Düsseldorf: Flüchtlingskrise: NRW-Kommunen senden Hilferuf an Merkel und Kraft

Düsseldorf : Flüchtlingskrise: NRW-Kommunen senden Hilferuf an Merkel und Kraft

Angesichts der steigenden Flüchtlingszahlen haben 215 Bürgermeister aus Nordrhein-Westfalen einen Hilferuf an Kanzlerin Angela Merkel (CDU) und SPD-Ministerpräsidentin Hannelore Kraft gesandt. Zugleich verlangten die Kommunen in einem Acht-Punkte-Plan eine Begrenzung des Zuzugs und Änderungen bei Zuständigkeiten und Organisation der Flüchtlingshilfe.

Wie der Städte- und Gemeindebund am Mittwoch mitteilte, weisen die Verwaltungschefs darauf hin, „dass so gut wie alle verfügbaren Unterbringungsmöglichkeiten mittlerweile erschöpft sind.” Das gelte auch für Zelte und Wohncontainer.

Weiter heißt es in den Schreiben an die Politik, die Belastungen führten dazu, „dass wir viele andere kommunale Pflichtaufgaben nicht oder nur noch sehr eingeschränkt erfüllen können.” Die Städte und Gemeinden seien „in großer Sorge um unser Land”. Das im Oktober beschlossene Gesetz zur Beschleunigung der Asylverfahren sei ein richtiger Schritt, werde aber nicht zeitnah dazu führen, die Zahlen spürbar zu verringern. „Es ist zu befürchten, dass Deutschland trotz des Asylpakets weiterhin attraktiv für viele Flüchtlinge sein wird”, formulieren die Bürgermeister an Merkel, Kraft sowie Vizekanzler Sigmar Gabriel (SPD) und die stellvertretende NRW-Regierungschefin Sylvia Löhrmann (Grüne).

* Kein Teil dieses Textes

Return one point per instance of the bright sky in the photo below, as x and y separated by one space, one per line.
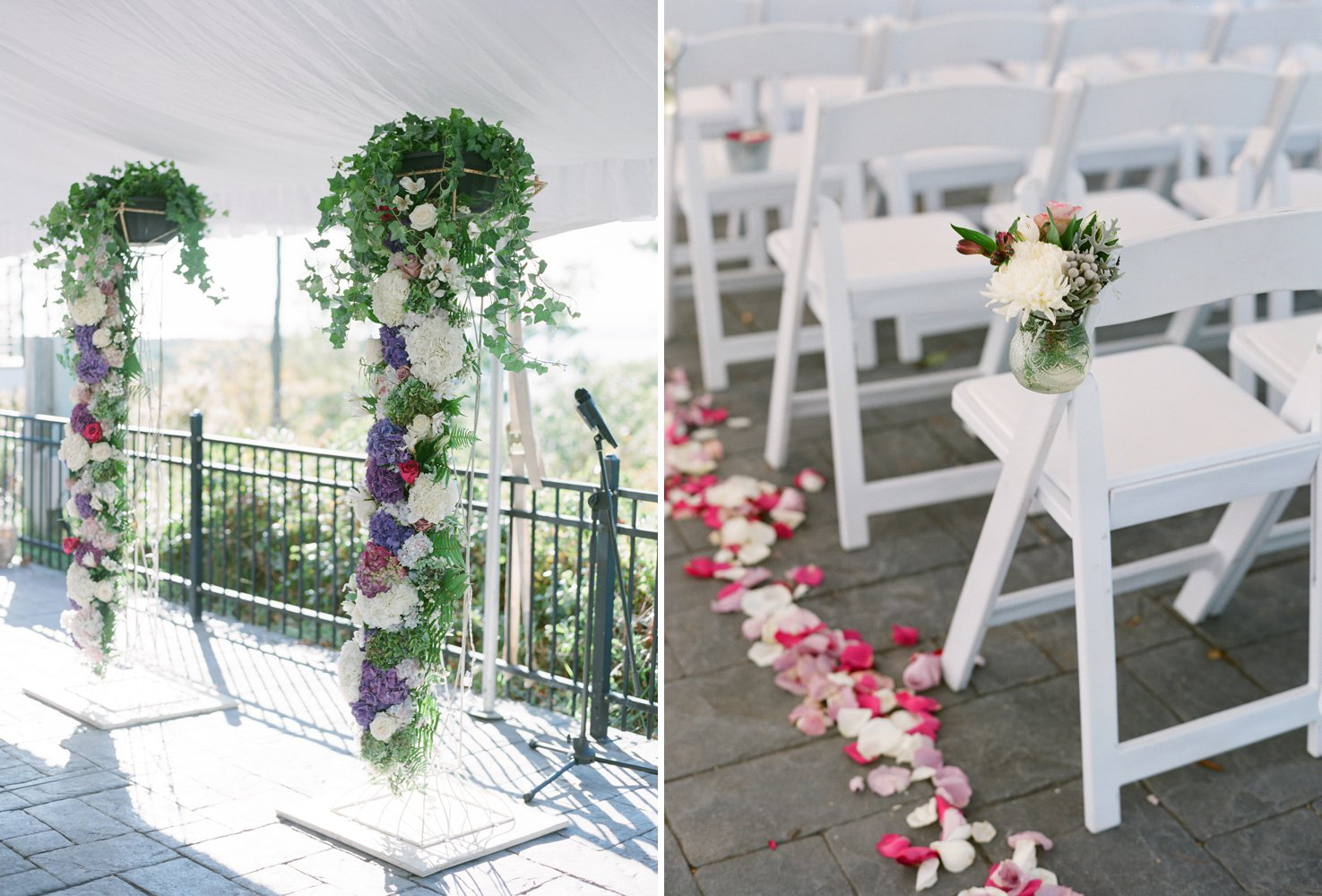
611 272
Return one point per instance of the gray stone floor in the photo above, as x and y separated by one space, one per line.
188 806
738 775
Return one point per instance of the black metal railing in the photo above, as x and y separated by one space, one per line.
261 533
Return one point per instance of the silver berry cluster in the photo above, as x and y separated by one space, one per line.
1084 275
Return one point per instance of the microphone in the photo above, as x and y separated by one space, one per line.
592 417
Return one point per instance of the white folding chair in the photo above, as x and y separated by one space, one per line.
857 271
707 186
1149 435
1176 100
1121 41
1264 36
959 49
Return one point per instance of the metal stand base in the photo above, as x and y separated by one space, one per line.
451 823
581 752
130 697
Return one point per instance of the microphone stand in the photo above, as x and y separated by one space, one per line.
596 651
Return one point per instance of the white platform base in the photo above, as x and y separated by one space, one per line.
453 823
130 697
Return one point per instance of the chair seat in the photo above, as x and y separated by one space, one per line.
1154 417
1211 197
1276 349
1138 211
891 253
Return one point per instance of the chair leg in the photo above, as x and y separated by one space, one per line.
846 422
1010 504
1095 616
1238 540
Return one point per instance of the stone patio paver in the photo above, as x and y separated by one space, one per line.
739 775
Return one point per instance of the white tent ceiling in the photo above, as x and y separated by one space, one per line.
255 99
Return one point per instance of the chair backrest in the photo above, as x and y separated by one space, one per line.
757 52
988 38
1168 28
696 17
1274 27
929 8
1213 259
831 13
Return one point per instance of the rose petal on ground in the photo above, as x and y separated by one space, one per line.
809 480
923 815
1037 837
923 672
887 780
904 636
926 874
956 856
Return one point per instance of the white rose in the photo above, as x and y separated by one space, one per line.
89 308
423 217
74 451
387 297
384 726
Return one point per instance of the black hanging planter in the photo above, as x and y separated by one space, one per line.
475 185
142 221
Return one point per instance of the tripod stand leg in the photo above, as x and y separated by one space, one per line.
528 797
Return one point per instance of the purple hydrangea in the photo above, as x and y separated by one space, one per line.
92 366
81 417
393 347
82 337
385 484
387 531
380 689
83 503
386 444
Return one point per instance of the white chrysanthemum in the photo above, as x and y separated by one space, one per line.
393 609
362 504
387 297
384 726
436 349
417 431
431 500
350 670
1032 281
414 548
89 308
74 451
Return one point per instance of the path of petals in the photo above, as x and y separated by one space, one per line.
832 670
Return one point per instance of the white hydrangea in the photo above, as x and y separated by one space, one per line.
387 297
384 726
74 451
89 308
393 609
1032 281
414 548
431 500
436 349
350 670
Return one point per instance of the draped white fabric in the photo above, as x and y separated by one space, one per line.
255 99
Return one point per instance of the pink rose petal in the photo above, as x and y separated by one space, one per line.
904 636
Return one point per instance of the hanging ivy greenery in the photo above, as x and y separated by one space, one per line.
91 236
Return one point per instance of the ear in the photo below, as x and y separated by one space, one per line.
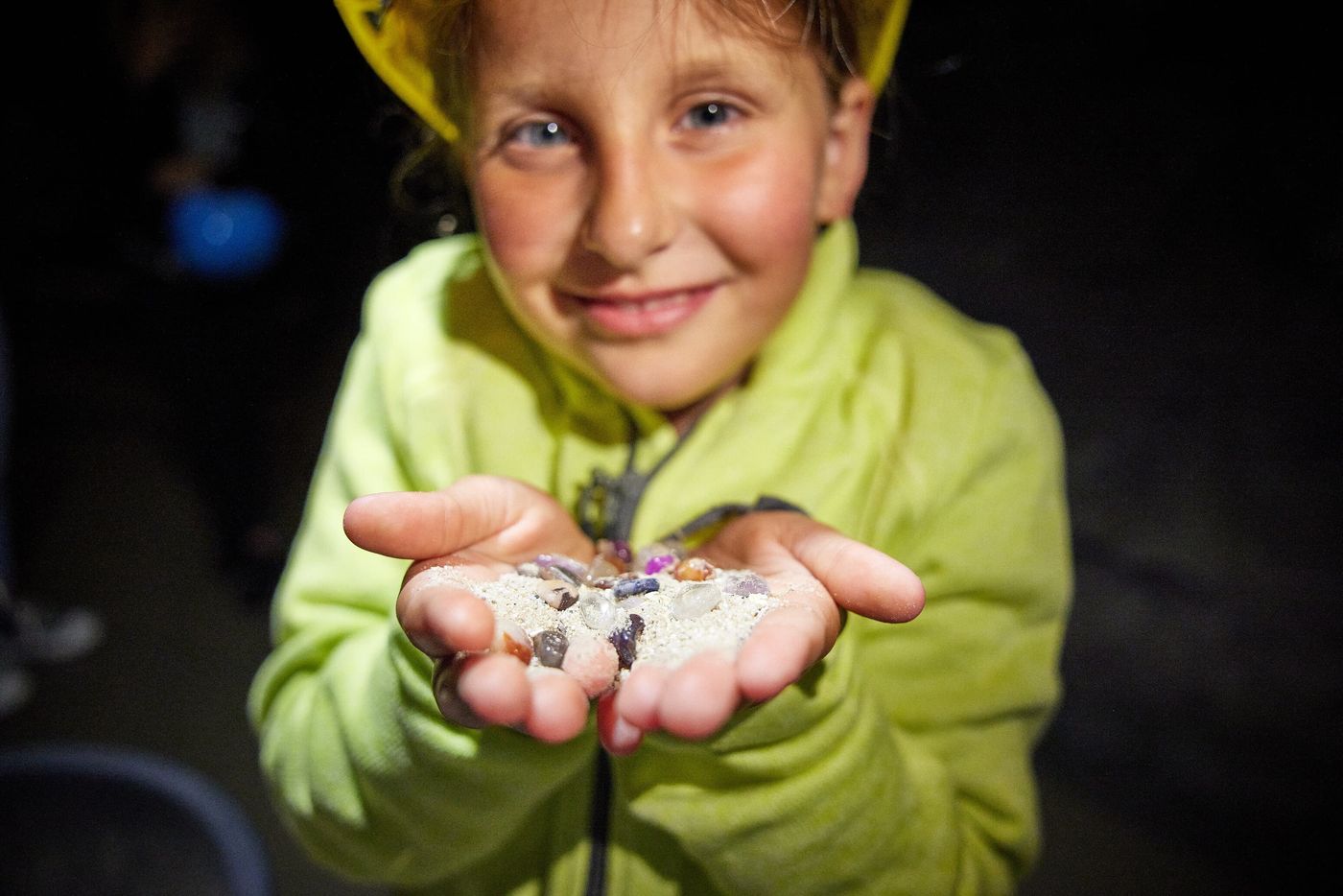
845 163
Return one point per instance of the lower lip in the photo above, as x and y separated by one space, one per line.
642 319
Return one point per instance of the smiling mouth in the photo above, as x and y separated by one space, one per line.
644 315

Nötig seien kurzfristige Erleichterungen, die Kommunen könnten keine weiteren Schutzsuchenden mehr aufnehmen, betonte der Städte- und Gemeindebund. Laut dem Forderungskatalog, den das Präsidium des Spitzenverbands einstimmig beschlossen hatte, sollen Flüchtlinge aus sicheren Drittstaaten an der deutschen Außengrenze abgewiesen und Grenzkontrollen ausgeweitet werden. Flüchtlinge aus sicheren Herkunftsländern sollten ihre Asylverfahren vom eigenen Land aus betreiben. Die nationalen Asylgesetze in den EU-Ländern müssten harmonisiert werden - mit einheitlichen Standards und Leistungsvorgaben.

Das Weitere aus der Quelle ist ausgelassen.